German Vice-Chancellor and SPD leader Sigmar Gabriel, attending the same event, rebuffed Tsipras’ call for reparations over the Nazi occupation of Greece, saying such matters had been finally dealt with in the negotiations that led to German unification in 1990.
Asked whether Berlin would pay compensation, Gabriel said: “The probability is zero.”
Greek financial markets sank further on Monday, pulling European shares down, after credit ratings agency Standard & Poor’s cut Athens’ rating last Friday. The index of Greek banking stocks fell almost 10 per cent to near record lows.
Government bond yields rose by up to 3.7 percentage points, with three-year yields nearing 22 per cent.
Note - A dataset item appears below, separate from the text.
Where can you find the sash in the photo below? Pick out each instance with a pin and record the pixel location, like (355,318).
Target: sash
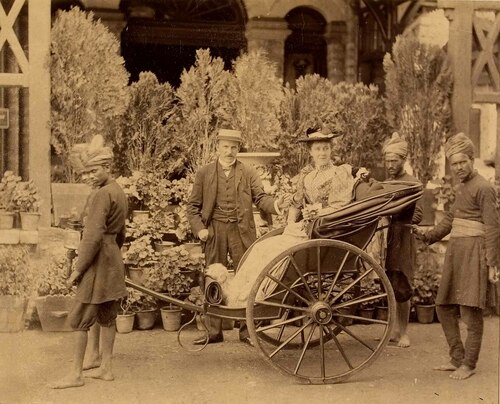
(466,228)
The soaring rates mean Greece is shut out of capital markets.
EU officials had hoped that Tsipras would take account of the messages he heard from French, Italian and EU leaders last week and tone down his policy program to make a compromise with euro zone partners possible.
Instead, the 40-year-old prime minister stuck to his guns, rattling off a list of moves to reverse reforms imposed by EU and International Monetary Fund lenders, from reinstating pension bonuses and cancelling a property tax to ending mass layoffs and raising the minimum wage to pre-crisis levels.
Juncker said Tsipras had taken “only limited account” of EU suggestions on the way forward in the debt crisis. Brussels has been pressing Athens to request an extension of the bailout program for a few months to allow time for negotiations on easing the debt burden in exchange for economic reforms.
Instead, the Greek leader flatly ruled out any extension and seemed to court confrontation with Germany, the euro zone’s main paymaster, by raising the reparations issue.
A senior euro zone official said the two sides were not much closer to a solution. There appeared to be “a very dogmatic attitude in Athens”, fuelled by Varoufakis’ incendiary interview and by the role of investment bankers Lazard, which is advising Greece on the debt issue, the source said.
The escalating standoff has alarmed the euro zone’s international partners.
U.S. Treasury Secretary Jack Lew told U.S. broadcaster CNBC: “I think that the heat has to come down a little bit in the conversation.
“Everybody’s got to tamp down the rhetoric a little bit,” Lew said in an interview taped Sunday night and aired on Monday. “There needs to be a conversation where Greece and all of the parties that it’s engaged with, look for a practical, pragmatic path forward.”
Washington has raised public pressure on the euro zone to compromise with Greece, irritating Germany, which has pressed for Athens to stick to commitments to austerity and achieving a large budget surplus to pay down its debt.
Canadian Finance Minister Joe Oliver also called for a deal over Greece’s debt, telling Reuters that while Athens must not default, its creditors also needed to work with it “to arrive at a compromise solution”.
In London, a British Treasury official said Cameron had discussed contingency plans for a possible Greek exit from the euro zone with senior finance officials.
“It is not saying that anyone thinks it is going to happen, but it is right that they have a look at the risk of Greece leaving the euro zone. That would create real instability,” he said.